Well-known Internet mayhem group LulzSec recently announced to its followers that it will cease its campaign of web-based attacks. The group implemented numerous DDoS (Distributed Denial of Service) attacks on a variety of targets during its 50-day spree of chaos. Many of the attacks were a result of poor security measures.
Utilizing Twitter Feeds
Ironically, the group left numerous tips on its Twitter feeds for its victims. For instance, when Fox Broadcasting was attacked, LulzSec released a Twitter update stating, “Don’t use the same password twice. Your laziness will not end well.” Another guideline announced was to not using prepaid credit cards to conduct online purchases. The slew and successful hit of targets included giant conglomerates, law enforcement agencies, governmental organizations, television networks and ATMs.
The Goal of the Mayhem
LulzSec stated in the letter that their goal was to have fun, entertain other followers and share “lulz.” During the period from May 6th, 2011 to June 26th, 2011, the group left information technology experts wondering who they will be attacking next.
One of the first attacks conducted by LulzSec occurred on May 6th, 2011. The group targeted the Fox.com website due to a leaked database of X-Factor contestants. LulzSec also defaced 14 LinkedIn accounts of Fox Broadcasting employees.
Through the 50-day period, the group harvested 3,133 individual bank account details from ATMs in England which were posted on Twitter and Pastebin. The details included machine identification number, latitude and longitude, the address, company owner and transaction amounts recently made.

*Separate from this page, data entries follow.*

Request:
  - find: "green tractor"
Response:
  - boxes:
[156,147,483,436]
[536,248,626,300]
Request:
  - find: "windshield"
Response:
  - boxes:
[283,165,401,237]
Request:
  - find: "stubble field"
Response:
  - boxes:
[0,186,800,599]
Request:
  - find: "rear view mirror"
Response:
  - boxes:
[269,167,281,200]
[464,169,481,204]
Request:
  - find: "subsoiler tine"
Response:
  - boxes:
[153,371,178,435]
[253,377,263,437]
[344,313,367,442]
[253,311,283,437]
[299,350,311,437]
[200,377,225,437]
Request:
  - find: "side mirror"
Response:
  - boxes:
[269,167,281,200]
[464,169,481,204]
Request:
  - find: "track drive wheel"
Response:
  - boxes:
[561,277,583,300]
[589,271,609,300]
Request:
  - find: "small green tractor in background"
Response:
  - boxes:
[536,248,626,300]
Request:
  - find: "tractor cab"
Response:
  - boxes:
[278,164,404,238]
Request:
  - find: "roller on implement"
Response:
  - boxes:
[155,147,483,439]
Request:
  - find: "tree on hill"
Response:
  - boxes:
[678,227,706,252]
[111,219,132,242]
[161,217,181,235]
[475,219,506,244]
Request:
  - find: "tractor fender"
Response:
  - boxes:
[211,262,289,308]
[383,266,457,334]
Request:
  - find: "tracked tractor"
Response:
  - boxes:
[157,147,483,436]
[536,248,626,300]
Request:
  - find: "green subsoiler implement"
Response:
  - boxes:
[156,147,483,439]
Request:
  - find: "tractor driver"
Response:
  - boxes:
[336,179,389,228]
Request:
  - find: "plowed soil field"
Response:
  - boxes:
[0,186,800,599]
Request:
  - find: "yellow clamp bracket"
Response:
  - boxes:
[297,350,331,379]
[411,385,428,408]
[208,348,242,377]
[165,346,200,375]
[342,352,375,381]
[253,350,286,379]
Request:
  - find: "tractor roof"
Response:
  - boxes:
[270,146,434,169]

Next on their list was the PBS.org website in which the group posted a fake story claiming the dead rapper Tupac Shakur was still alive in New Zealand. Also, many passwords were stolen and a number of web pages defaced. The attack was in response to a documentary on Julian Assange which displayed him in a negative light.
Sony PlayStation Network
The Sony PlayStation Network was the next target due to the lack of security measures. LulzSec stole information from 1 million user accounts to prove the company did nothing to improve their security. Other hacker groups condemned LulzSec from exposing the user data which could have led to identity theft.
The most interesting aspect of the group was their telephone hotline. By dialing 614 LULZSEC, angry callers could request a target to be DDoS’d. During its reign, the group missed more than 5,000 calls and had over 2,500 voicemails. Additionally, the group redirected phone numbers to World of Warcraft customer service, a hosting company and FBI office in Detroit. LulzSec proved their point by wreaking havoc on Internet companies and groups that they simply did not like.